Going to see Roberto at Rocco's was my plan for this morning. I cancelled it. I'll wait until tomorrow when more buses are running and I can stop at the Esquillino Market for more pistachios.
Instead I'd go to Trastevere.
One block down from via Julia is the grafi gioiellieri argentieri dell alma citta di Roma, and historici archive dated 1593. just another plaque to ponder. a jewelery place of old in the soul of Roma.
On Lungo Tevere, the street above the river that winds through the city, the holes in the sidewalk caused by the roots of sycamore trees must be eight inches deep. You have to watch where you’re walking.
I crossed Ponte Sisto, the foot bridge to Trastevere. There is no date on the bridge, but it’s old. very old. Tevere is the name of the river. Why does English have to change it? American’s come here looking for the Tiber. If you ask which way is it o the river be aware that it winds and on one block it is East, another West, and so on.
I found Isa’s coffee bar and by the time I ordered coffee Giacomo had arrived. We both coffee’d up. After a bit of chat with Isa, he and I went to his house for lunch. Virginia came home from a morning’s shopping at the Porta Portuese flee market. At that market there are bargains for the experienced, and the old shell game for the inexperienced. We ate rice and potatoes and some broccoli. Of course we drank wine.
I worked on Virginia’s computer for an hour or so. It needed help. Her grandson, little Adreas was fourteen, now magically twenty, and has the computer loaded with games. The Italians sure are kind to their offspring.
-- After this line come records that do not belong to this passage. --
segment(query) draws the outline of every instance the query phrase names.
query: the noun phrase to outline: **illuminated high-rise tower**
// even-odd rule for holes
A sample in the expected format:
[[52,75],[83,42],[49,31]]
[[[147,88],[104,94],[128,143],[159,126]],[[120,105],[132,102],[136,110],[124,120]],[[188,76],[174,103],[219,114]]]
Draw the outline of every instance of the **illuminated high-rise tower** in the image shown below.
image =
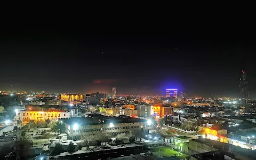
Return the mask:
[[112,88],[112,97],[116,97],[116,87],[114,87]]
[[246,100],[249,97],[249,92],[248,90],[248,82],[247,81],[246,73],[242,70],[242,76],[240,78],[240,93],[241,94],[241,100],[243,100],[243,103],[244,106],[246,106]]
[[177,89],[166,89],[166,97],[177,97]]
Adreas has two computers of his own, but has to load up grandmas also.
Last week Giacomo told me that Marco, Virginia’s sister’s husband, was the cinematographer for Camora, a film about the Naples mafia and it’s up for an Oscar. Today I learn that his wife’s son by a previous marriage, Mateo, is the Director of the film.
On my way home Giacomo walked with me back to Isa’s again where we both had the traditional after lunch coffee. As he left I told him that I live more in one morning in Roma than I do in six months in Ohio.
It was overcast and 41 degrees when I left this morning. Now it's a sunny 53. I wore a hat.